The detachment was to be used to seize Guam but was diverted to Wake after the initial unsuccessful attempt by the navy to seize the atoll, where it suffered some casualties. It later rejoined the 55th Division for the New Guinea Campaign.

==Objectives of the South Seas Detachment==
On May 4, 1942, troopships bearing the South Seas Detachment set sail southward from Rabaul for Port Moresby. Three days later, however, a naval engagement appeared to be brewing in the Coral Sea; whereupon the transports immediately veered back to the north, in order to avoid combat.
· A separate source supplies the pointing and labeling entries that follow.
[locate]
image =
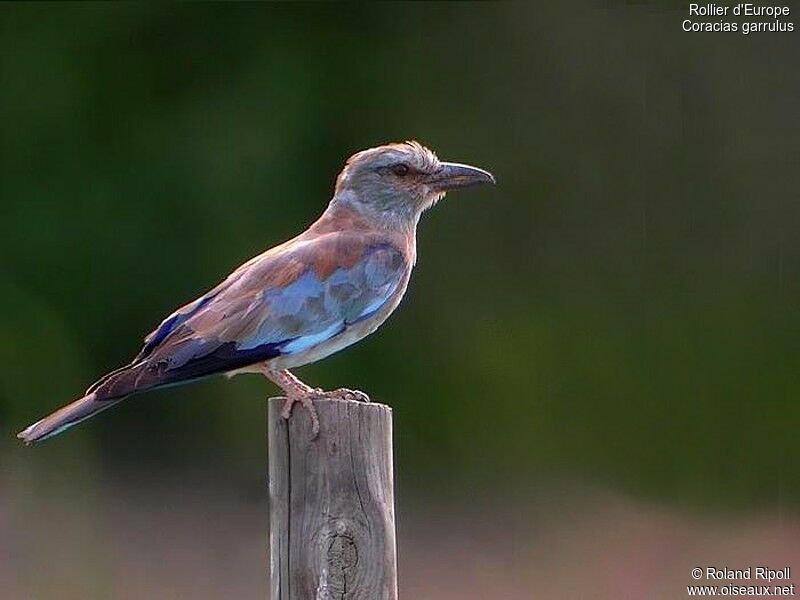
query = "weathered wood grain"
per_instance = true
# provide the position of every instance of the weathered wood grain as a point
(332, 531)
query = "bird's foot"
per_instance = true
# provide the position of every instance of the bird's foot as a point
(307, 400)
(307, 397)
(345, 394)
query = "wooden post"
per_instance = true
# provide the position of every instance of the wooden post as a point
(332, 531)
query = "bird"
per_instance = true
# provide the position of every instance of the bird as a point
(300, 301)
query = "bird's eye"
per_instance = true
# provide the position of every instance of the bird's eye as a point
(400, 169)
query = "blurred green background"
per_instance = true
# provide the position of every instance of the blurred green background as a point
(621, 313)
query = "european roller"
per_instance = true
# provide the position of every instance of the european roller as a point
(298, 302)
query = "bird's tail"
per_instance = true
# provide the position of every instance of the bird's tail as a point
(64, 418)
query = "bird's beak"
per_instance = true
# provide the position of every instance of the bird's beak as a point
(452, 176)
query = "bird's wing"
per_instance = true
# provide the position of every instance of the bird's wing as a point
(285, 301)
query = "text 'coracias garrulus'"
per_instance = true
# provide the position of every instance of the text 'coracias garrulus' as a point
(298, 302)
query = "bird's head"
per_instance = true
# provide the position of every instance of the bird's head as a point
(400, 181)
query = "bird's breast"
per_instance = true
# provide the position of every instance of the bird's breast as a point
(350, 334)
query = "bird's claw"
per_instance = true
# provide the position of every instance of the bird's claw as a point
(347, 394)
(307, 400)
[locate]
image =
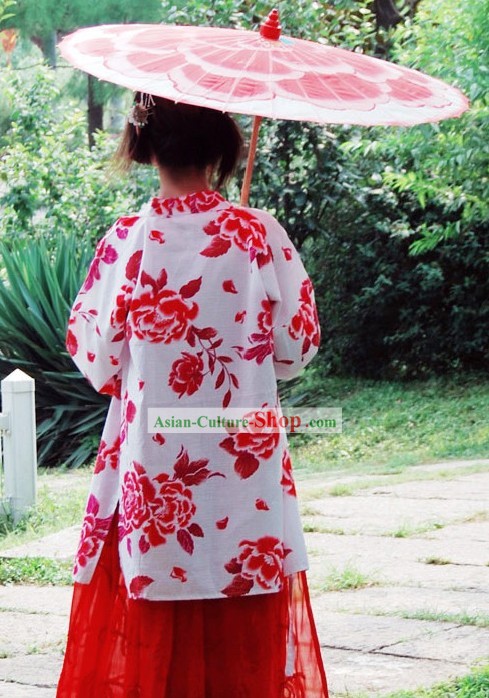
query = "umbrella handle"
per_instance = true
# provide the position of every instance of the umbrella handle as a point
(245, 189)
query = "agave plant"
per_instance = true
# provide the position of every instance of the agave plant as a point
(38, 284)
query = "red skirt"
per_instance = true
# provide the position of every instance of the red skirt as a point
(261, 646)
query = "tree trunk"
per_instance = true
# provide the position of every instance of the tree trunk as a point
(95, 111)
(47, 44)
(386, 13)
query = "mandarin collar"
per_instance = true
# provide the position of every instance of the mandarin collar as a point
(196, 202)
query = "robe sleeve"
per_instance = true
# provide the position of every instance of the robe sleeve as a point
(96, 336)
(296, 331)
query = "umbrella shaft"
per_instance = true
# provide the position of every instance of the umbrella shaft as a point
(245, 189)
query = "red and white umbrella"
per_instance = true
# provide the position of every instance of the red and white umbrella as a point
(262, 74)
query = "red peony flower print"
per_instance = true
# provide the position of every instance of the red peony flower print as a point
(209, 342)
(107, 456)
(261, 343)
(123, 225)
(94, 532)
(191, 203)
(179, 573)
(171, 510)
(138, 585)
(106, 254)
(163, 506)
(287, 480)
(161, 314)
(112, 387)
(157, 236)
(259, 562)
(228, 286)
(138, 493)
(71, 343)
(250, 444)
(305, 323)
(187, 374)
(235, 227)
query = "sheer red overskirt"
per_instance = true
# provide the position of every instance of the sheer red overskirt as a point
(262, 646)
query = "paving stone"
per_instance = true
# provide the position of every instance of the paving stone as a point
(40, 670)
(386, 514)
(377, 674)
(450, 643)
(33, 599)
(372, 633)
(62, 545)
(472, 487)
(477, 532)
(17, 690)
(382, 550)
(21, 633)
(390, 561)
(382, 653)
(399, 599)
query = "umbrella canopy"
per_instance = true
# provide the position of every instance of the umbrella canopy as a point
(261, 73)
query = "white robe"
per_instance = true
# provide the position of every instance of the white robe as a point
(193, 302)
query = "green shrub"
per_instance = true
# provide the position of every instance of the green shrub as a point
(36, 293)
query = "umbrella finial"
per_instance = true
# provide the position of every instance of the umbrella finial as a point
(270, 28)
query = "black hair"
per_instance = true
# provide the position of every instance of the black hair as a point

The Battle of the Coral Sea caused no small loss to the Fourth Fleet. Plans to land the South Seas Detachment directly at Port Moresby from the sea had to be abandoned.

Imperial General Headquarters, on May 18, 1942, issued an order of battle for the Seventeenth Army, to be commanded by Lieutenant General Haruyoshi Hyakutake. An Army in name only, it was made up of several infantry regimental groups:

- South Seas Detachment
- Aoba Detachment
- 35th Infantry Brigade (without the 114th Infantry Regiment)
- 41st Infantry Regiment, etc.

The mission of the Seventeenth Army in Operation FS was the capture of strategic points on New Hebrides islands, New Caledonia, Fiji, and Samoa, (also Tuvalu, Tokelau, Tonga, others sources included at Fenix islands, (strategic U.S. Base in area) as well as the occupation of Port Moresby; all in co-operation with the Japanese Navy.

The objective of these operations was to take possession of strategic island points in order to intensify a cutoff in the contact between the United States and Australia, while squelching the Americans' and Australians' plans of counterattack from the same areas. Action was slated to begin about the beginning of July 1942, using the following forces:

- Bulk of the Seventeenth Army (built around nine infantry battalions)
- Second Fleet Air Arm built around First Air Fleet

==Tactical Planning of the South Seas Detachment, relation with Midway Battle and Axis Powers plans==
Based upon the operational plans, Army troops were steadily making
operations for combat when, on July 11, IGHQ ordered the suspension of the projected actions against New Caledonia, Fiji, and Samoa, because the Combined Fleet had failed at Midway. The reasons for the suspension of operations may be further summarized:

1. The Combined Fleet had been badly hurt in the Midway battle.
2. From the experience at Midway, it had been learned how difficult it was to attack an island.
3. The opinion was gaining ground that it would be more advantageous to step up operations in the western Indian Ocean, in conjunction with the actions of the German Army and to drive upon the Suez Canal.

With the release of the Seventeenth Army from the mission of attacking New Caledonia, Fiji, and Samoa, IGHQ assigned a new double objective:

- the capture and security of Port Moresby, in co-operation with the Navy; and the opportune seizure of strategic points in eastern New Guinea.
- Army components which were to participate in the new operations against Port Moresby included the bulk of the Seventeenth Army (about six infantry battalions, primarily); naval forces comprising the Eighth Fleet; and units built around the 25th Air Regiment. According to the plan, the main Army strength was expected to capture Port Moresby and the nearby airdromes, from the direction of Kokoda and Buna, as soon as possible.
- The Navy would undertake to defeat the American and Australian air forces, master the U.S.-Australian Fleet, and furnish direct support for the land operations. An Army unit had been reconnoitering the road across the Owen Stanley Mountains, which extend north of Port Moresby.

Without awaiting the reconnaissance reports, the Seventeenth Army Commander hastily landed the South Seas Detachment near Buna in mid-July 1942, and then rushed them toward Port Moresby.